Joseph sugeriu que as políticas organizacionais não são tão difíceis quanto a maioria das equipes ágeis pensam. Ele sugeriu seguir os seguintes passos para superar as questões políticas:

  • Quando você estiver lutando boxe, não espere que o primeiro soco seja um nocaute. Planeje para terminar no 4º round. Com várias combinações de golpes.
  • É difícil de resistir à verdade. (Sim, eu sei que muita gente tentará negá-la e frequentemente culpará o seu defensor.) Continue procurando maneiras para que a verdade seja repetida e vivenciada. O Scrum faz a verdade aparecer.
  • Se um grupo de pessoas for junto à sala do gerente, é muito mais difícil para ele resistir. (Tenha certeza de que você está do lado da verdade, e que sua idéia faz sentido). Talvez seja ainda mais difícil se o gerente vier à sala da equipe. 
  • Justifique suas eliminações de impedimento. Faça melhores análises de custo-benefício. Faça-as como pequenos experimentos (p. ex.  mostre os resultados reais, depois).
  • Justificativas incluem: maior NPV para o produto, maior velocidade para a equipe, entregas  mais rápidas, etc. etc. Mostre as suas melhorias por trás desses itens chave. 
  • Crie a situação. Faça-a tão obviamente clara de modo que a única pergunta seja: "Como eu posso saber se os seus números estão corretos?" Os gerentes adoram aprovar coisas obviamente corretas.
  • Peça para fazer uma experiência. Tenha certeza que a amostra para teste é grande o suficiente para tirar conclusões. 

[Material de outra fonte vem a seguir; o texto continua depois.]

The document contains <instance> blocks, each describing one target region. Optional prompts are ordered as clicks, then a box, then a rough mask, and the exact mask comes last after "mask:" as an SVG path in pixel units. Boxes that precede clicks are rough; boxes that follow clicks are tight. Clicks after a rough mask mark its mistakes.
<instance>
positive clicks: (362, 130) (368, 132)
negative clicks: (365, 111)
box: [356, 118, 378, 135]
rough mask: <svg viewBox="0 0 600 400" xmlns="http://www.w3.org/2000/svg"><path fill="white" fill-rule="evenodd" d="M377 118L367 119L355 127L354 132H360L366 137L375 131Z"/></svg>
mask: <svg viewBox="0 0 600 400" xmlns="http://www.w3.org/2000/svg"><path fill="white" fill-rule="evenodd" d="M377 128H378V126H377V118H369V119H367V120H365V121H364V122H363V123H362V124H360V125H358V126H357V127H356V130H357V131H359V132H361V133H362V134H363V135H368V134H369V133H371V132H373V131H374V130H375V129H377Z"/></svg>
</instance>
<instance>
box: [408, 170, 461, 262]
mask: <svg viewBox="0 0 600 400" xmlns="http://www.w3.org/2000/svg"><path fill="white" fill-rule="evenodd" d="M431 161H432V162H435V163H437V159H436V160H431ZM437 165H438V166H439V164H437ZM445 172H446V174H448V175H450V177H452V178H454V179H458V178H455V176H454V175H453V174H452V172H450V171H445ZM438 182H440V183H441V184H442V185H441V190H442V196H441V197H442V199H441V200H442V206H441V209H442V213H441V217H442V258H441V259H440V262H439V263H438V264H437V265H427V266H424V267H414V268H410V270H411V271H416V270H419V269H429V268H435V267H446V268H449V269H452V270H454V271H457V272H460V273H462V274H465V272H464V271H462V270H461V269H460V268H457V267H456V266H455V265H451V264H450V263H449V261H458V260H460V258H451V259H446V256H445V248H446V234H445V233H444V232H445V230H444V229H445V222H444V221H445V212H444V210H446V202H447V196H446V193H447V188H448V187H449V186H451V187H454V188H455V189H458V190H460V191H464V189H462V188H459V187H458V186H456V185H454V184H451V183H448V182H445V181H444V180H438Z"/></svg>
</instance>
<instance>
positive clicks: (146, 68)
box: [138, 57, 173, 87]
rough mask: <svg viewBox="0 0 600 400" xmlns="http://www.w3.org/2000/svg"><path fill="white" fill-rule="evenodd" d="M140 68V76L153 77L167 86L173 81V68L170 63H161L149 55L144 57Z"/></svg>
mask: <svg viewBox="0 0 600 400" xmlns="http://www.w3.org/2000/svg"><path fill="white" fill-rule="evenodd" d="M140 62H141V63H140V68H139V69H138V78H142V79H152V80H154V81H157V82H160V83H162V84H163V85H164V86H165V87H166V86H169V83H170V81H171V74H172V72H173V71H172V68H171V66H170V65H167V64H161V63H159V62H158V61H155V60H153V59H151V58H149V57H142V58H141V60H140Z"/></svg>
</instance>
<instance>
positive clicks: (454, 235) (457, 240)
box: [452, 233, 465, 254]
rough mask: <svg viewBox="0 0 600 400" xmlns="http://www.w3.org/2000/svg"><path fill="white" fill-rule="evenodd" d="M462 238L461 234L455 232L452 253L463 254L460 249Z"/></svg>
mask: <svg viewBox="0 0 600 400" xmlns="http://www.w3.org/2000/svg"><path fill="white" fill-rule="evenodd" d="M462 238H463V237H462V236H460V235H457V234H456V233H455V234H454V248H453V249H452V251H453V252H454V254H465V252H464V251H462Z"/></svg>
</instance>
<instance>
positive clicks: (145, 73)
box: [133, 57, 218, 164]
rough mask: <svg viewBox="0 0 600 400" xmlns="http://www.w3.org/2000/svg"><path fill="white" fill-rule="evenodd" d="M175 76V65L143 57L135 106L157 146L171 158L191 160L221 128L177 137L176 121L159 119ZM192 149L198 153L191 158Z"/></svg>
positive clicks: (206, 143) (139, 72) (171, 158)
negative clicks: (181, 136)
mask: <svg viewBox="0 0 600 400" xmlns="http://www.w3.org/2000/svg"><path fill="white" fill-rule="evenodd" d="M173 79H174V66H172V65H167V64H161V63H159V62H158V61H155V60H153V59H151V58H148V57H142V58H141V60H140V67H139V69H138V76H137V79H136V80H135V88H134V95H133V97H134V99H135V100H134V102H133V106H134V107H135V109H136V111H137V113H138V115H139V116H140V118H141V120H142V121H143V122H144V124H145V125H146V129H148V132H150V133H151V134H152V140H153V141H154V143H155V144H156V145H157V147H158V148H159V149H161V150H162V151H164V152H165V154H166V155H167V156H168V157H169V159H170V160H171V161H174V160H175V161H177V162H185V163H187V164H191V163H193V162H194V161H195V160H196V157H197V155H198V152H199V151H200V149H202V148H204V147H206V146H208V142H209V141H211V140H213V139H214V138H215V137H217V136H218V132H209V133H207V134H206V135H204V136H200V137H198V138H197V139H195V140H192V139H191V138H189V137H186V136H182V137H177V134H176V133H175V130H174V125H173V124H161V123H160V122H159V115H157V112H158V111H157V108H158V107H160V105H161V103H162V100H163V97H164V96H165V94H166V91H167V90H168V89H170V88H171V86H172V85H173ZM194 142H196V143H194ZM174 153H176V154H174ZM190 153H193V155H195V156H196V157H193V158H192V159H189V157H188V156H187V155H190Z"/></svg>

Dave Rooney sugeriu que esses pontos acima realmente fazem sentido, entretanto juntamente com as justificativas, é necessário que a equipe continue produzindo software que funcione. A equipe deveria solicitar um tempo limitado para experimentação e demonstrar os resultados para vencer a batalha política. 

Eric Deslauries reiterou mais tarde que o melhor meio de lidar com a política são os fatos. Ele citou um caso interessante no qual solicitava um computador melhor ao seu gerente, mas estava sendo ignorado.

Sendo persistente como eu sou, quando um dos meus colegas saiu de férias por uma semana, eu pedi para usar o novo Pentium dele durante esse período. Eu registrei o tempo de todas as minhas tarefas na semana anterior à sua saída. Então, ao usar a máquina dele, apurei quanto tempo estava economizando. Então, usei o tempo economizado para calcular o quanto  a companhia estava desperdiçando, enquanto eu ficava sentado esperando as coisas acontecerem (compilações, etc.). Ganhei o meu novo PC em poucas semanas.  

Joe Marasco, dividiu seus pontos de vista no artigo política em uma organização técnica. Ele sugeriu que as pessoas técnicas são geralmente avessas à política porque seus conhecimentos técnicos não as ajudam nessa área. De acordo com Joe, 

Enquanto isso talvez seja uma simplificação excessiva, é bastante seguro dizer que o corpo técnico prefere questões para resolver apenas com os méritos técnicos, ou talvez com alguma mistura de técnica e objetivos empresariais. Eles reagem, frequentemente com agressividade, à manipulação vista em várias discussões e negociações -- uma manipulação que eles associam ao lado mais obscuro do comportamento humano -- quase sempre caracterizado pelo auto-engradecimento e interesses pessoais. 

Joe lembrou também que quando o problema sai da seara puramente técnica e não pode ser resolvido objetivamente, então trabalhar com a política torna-se uma necessidade. 

Exemplos de questões políticas legítimas, incluem decisões de marketing, satisfação  do cliente, impacto empresarial e outros de mesma natureza. Por serem objetivos, os critérios técnicos são difíceis de serem introduzidos nessas áreas. O debate é necessário, inclusive o político.

Ele sugeriu que para situações subjetivas, a chave é envolver-se na boa política, que é baseada na busca de consenso, identiicação dos fatos, educação e decisões intelectualmente honestas. Ele aconselhou às pessoas técnicas, a manterem distância da política neutra, que é baseada no lobby, adiamento de decisões e etc. e da má política que é praticada com mentira, engodo e conspiração.

O  tema em questão nessa discussão nos leva a concluir que, apesar da política ser um ingrediente definitivo em qualquer organização, a chave para equipes ágeis é basear suas propostas e decisões em fatos, em consenso e em outros atributos da boa política.